Oscars so white –  the street name for 2016 Oscars stuck even if it was hosted by one of the best black comedians ever – Chris Rock. To wash off the guilt of 2016, in 2017 the Academy tried to redeem itself by rewriting its liberal spiel of embrace-all and promote-all and re-branded its diversity image with a few shades of black. These shades of black came in the form of Moonlight and Hidden Figures.

The winner of 2017 Best Picture Oscar Moonlight is a deeply personal story and a semi-autobiographical film from writer Tarrel McCraney. For the first time in the history of Oscars, a Best Picture Oscar went to a movie without a single white actor.
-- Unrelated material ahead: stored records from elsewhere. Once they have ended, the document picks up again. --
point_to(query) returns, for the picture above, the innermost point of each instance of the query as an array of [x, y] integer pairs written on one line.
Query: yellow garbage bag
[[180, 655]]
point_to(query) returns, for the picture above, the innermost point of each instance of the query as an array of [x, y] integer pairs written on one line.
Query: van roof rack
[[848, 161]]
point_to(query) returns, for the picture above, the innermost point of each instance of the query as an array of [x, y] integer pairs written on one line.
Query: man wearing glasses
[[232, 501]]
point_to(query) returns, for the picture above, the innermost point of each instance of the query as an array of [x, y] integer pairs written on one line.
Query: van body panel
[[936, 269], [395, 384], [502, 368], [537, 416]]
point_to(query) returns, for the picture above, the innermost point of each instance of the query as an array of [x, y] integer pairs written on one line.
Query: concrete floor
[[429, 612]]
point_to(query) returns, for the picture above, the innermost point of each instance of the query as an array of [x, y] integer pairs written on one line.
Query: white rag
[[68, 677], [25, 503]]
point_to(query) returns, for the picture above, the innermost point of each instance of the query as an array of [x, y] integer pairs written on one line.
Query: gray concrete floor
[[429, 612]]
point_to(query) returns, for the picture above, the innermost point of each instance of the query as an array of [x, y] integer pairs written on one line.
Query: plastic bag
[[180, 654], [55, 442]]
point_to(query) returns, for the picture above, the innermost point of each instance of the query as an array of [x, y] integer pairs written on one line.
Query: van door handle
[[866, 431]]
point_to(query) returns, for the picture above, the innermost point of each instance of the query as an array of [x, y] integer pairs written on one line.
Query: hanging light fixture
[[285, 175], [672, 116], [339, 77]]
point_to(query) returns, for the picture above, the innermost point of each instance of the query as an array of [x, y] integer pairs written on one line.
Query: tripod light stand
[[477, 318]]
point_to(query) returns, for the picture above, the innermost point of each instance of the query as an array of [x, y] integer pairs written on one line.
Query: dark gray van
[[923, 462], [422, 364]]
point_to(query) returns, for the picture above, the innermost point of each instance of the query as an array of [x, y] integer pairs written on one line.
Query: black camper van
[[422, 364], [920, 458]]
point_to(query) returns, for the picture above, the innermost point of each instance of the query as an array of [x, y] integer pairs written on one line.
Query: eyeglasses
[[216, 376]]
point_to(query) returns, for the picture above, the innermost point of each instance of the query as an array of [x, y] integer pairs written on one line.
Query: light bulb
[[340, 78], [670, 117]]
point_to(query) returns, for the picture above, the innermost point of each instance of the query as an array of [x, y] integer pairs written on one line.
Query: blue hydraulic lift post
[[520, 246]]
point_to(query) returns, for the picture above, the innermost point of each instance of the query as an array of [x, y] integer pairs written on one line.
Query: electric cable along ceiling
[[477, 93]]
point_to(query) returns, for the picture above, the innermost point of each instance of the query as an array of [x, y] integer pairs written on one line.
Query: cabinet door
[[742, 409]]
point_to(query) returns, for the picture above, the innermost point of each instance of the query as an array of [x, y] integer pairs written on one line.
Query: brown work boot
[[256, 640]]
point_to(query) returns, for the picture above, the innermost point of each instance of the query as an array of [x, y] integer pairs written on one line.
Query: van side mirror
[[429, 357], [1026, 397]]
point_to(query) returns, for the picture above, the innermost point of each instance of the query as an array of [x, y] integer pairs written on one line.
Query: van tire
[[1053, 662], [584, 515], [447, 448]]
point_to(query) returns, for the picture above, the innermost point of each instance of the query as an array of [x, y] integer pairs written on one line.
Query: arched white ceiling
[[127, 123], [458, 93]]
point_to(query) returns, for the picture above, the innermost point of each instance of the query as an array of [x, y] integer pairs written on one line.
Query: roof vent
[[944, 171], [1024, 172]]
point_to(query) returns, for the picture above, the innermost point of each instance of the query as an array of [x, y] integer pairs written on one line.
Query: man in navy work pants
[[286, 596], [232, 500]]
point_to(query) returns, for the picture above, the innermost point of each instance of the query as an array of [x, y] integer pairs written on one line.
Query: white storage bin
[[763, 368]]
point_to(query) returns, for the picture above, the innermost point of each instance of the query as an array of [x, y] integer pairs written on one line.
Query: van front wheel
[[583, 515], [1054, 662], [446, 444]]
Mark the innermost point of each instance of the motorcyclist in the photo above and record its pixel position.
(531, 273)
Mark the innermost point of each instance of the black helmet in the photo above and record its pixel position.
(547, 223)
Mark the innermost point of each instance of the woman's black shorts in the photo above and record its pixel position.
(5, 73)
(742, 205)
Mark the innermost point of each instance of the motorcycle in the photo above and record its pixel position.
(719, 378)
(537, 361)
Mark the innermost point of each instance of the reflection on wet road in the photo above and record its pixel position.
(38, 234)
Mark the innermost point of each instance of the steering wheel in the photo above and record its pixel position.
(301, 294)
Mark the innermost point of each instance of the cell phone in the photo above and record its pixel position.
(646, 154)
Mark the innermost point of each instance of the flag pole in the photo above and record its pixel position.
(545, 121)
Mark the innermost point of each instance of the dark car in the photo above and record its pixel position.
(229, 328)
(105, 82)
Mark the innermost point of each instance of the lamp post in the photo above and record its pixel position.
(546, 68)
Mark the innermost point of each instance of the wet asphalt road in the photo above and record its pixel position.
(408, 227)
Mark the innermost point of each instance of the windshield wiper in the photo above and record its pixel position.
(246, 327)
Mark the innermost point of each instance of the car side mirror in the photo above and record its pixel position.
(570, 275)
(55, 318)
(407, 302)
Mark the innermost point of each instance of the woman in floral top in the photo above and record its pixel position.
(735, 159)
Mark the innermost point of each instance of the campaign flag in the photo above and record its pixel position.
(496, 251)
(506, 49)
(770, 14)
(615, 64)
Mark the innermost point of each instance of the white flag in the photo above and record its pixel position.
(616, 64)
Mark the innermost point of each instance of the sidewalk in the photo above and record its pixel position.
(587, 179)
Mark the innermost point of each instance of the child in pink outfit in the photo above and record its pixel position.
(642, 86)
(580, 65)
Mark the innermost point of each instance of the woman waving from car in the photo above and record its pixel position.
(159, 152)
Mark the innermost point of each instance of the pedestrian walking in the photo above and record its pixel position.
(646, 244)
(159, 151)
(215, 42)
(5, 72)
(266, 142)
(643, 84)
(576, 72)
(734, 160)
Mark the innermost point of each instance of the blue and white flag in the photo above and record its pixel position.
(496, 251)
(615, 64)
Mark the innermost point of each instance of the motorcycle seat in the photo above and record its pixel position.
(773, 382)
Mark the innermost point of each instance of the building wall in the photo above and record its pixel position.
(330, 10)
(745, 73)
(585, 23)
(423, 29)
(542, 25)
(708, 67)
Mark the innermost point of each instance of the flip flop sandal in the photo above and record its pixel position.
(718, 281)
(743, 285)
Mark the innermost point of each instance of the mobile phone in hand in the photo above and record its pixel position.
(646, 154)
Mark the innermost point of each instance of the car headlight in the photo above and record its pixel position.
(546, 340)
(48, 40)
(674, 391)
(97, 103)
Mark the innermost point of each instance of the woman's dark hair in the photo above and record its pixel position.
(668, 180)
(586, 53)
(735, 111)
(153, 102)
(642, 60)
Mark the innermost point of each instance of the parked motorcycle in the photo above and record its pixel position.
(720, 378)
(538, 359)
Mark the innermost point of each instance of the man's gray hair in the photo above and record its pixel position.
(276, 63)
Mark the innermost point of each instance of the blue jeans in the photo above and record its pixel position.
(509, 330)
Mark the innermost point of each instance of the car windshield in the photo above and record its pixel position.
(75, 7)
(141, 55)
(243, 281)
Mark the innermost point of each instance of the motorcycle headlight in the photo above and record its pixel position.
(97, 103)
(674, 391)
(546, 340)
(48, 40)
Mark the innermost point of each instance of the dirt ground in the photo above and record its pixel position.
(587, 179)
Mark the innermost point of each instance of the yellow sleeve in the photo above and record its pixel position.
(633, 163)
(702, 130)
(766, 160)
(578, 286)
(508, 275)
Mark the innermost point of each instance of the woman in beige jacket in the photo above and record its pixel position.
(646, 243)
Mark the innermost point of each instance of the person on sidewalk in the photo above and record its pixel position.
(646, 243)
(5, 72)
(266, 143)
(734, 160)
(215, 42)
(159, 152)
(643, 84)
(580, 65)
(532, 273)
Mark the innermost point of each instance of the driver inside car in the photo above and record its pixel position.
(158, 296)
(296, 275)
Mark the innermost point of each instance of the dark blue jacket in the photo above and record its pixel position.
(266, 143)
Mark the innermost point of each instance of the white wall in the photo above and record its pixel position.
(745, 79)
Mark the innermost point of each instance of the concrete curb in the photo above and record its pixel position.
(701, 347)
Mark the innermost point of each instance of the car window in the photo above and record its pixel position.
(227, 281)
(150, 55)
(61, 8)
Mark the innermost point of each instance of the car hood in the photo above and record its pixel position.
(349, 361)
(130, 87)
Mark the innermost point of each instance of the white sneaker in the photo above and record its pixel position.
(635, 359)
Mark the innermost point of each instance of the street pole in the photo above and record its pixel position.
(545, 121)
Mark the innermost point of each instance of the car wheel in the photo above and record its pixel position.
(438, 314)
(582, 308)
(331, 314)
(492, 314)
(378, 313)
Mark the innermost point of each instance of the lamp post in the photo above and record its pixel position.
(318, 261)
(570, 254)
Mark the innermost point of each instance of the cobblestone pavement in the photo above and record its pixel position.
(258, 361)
Man, the Academy must have felt really really bad about last year. If black people knew about the Academy’s depth of remorse, we would have had a few more new directors and actors from the African American community.

Moonlight - a movie that was in incubation for a decade was adopted from McCraney's play, “In Moonlight Black Boys Look Blue.” Both director Barry Jenkins and Tarrel McCraney comes from the same Liberty City neighborhood where the young protagonist grow up in. The camera, the screen play and the tight editing works with stellar performers to deliver a  celluloid poem that keeps it real in the gritty urban landscape. This is the ultimate outsider movie, told bloody raw.

I think it also belongs to new (?) genre of movies sprouting up in Hollywood - 21st century American Realism. We have some socially aware film makers turning their cameras and keyboards on to the wrecked backdrop of  middle America, sliding determinedly into poverty, rage and hopelessness. The other recent film that comes to mind belonging to the genre is American Honey, released in the U.S almost at the same time as Moonlight.

As viewers we need all kinds of films - the ones that makes us laugh, the ones that make us cry, the ones that make us deepen our understanding about human condition, Moonlight belongs to the last category.